Farm fresh eggs

Life in the Country

Katy Gorman

    As everyday fantasy’s go, the ‘I’d like to live in the country’ one is fairly common.
It probably runs a close second to the ‘I’d like to open a restaurant’ fantasy, or maybe the ‘Why don’t we pull the kids out of school for a year,  home school, and travel the world’ one.

    The home schooling travel one has never made my list, nor has the restaurant fantasy lingered in my imagination either.  The farmhouse one?  With the wide porch, horseshoe shaped driveway, fields of wildflowers and country kitchen?  Yeah.  That one’s been there a while. 

    While we’ve been happily raising our four daughters firmly rooted in the suburbs of Hanover,  the farmhouse fantasy has never been far from my mind.  I’ve tried to make our house feel kind of like a bed and breakfast, and I use vintage tablecloths most nights of the week for supper, which I cook while wearing old fashioned aprons, the kind Meryl Streep wore in ‘Bridges of Madison County’.  I bring in fresh cut flowers early most summer mornings, and had my brother install the requisite farmhouse fantasy front porch swing.  I even had vintage screen doors cut down to fit many door frames inside my house, complete with a mechanism fitted in order to ensure a proper country sounding SLAM. It’s all been pretty tolerable, this fake ‘life in the country’ façade.  I do admit to enjoying the conveniences of the suburbs though.
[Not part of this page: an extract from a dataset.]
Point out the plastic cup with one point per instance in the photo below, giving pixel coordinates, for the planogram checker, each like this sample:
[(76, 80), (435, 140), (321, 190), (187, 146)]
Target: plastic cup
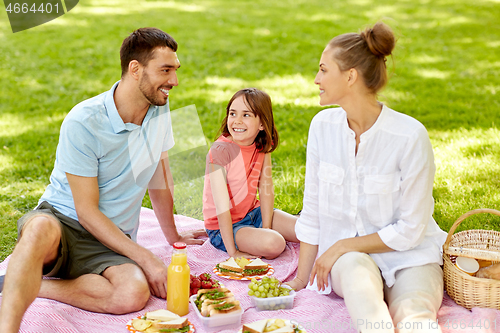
[(467, 265)]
With my farmhouse in the suburbs fantasy, I can enjoy all the perks of the country, without any of the hassles.  While sipping iced tea, I can watch my girls ride their bikes in the cul de sac, something not commonly found in your typical bucolic country setting.  If we actually lived in the country, that wouldn’t be allowed due to the big heavy trucks barreling down the road.  And darn, as much as I love the sight of sheets hanging on the clothesline, blowing in the breeze, my neighborhood association just won’t allow such structures here.

    All this pretend country living worked out just fine until my daughters and I convinced my husband Steve that it would be perfectly okay for us to raise chickens in our backyard.  ‘But we live in the suburbs!’ was his defiant reply.  To which we insisted, ‘So what?!’  Really, we live in a FARMHOUSE that just happens to be in a neighborhood!’  We twisted our theories to the extreme, resulting in our carrying out six fluffy yellow chicks from the state fair over the weekend.  Our visit to the fair was part of our ‘we love the country’ lore, and we even bought homemade lye soap before picking up our prized little chicks. 

    The first two days of our chicken raising went pretty smoothy, until we learned that we were in definite violation of county code.  Just because we thought of our home as a farmhouse, didn’t make it so.  Just because we liked to pretend we lived in the country didn’t mean that we did.  The jig was up.  We were busted.  No funky chicken coop in the backyard.  No farm fresh eggs scooped up in the old apron either.  Not even any organic eggs in the basket for our neighbors after all.  Our little chicks needed a new home.

    Not many people know many people who need or want chickens.  By nature, country folk tend to keep to themselves.  They know each other, but that doesn’t mean that I know them.  Fortunately we found a match.  So much for fantasy!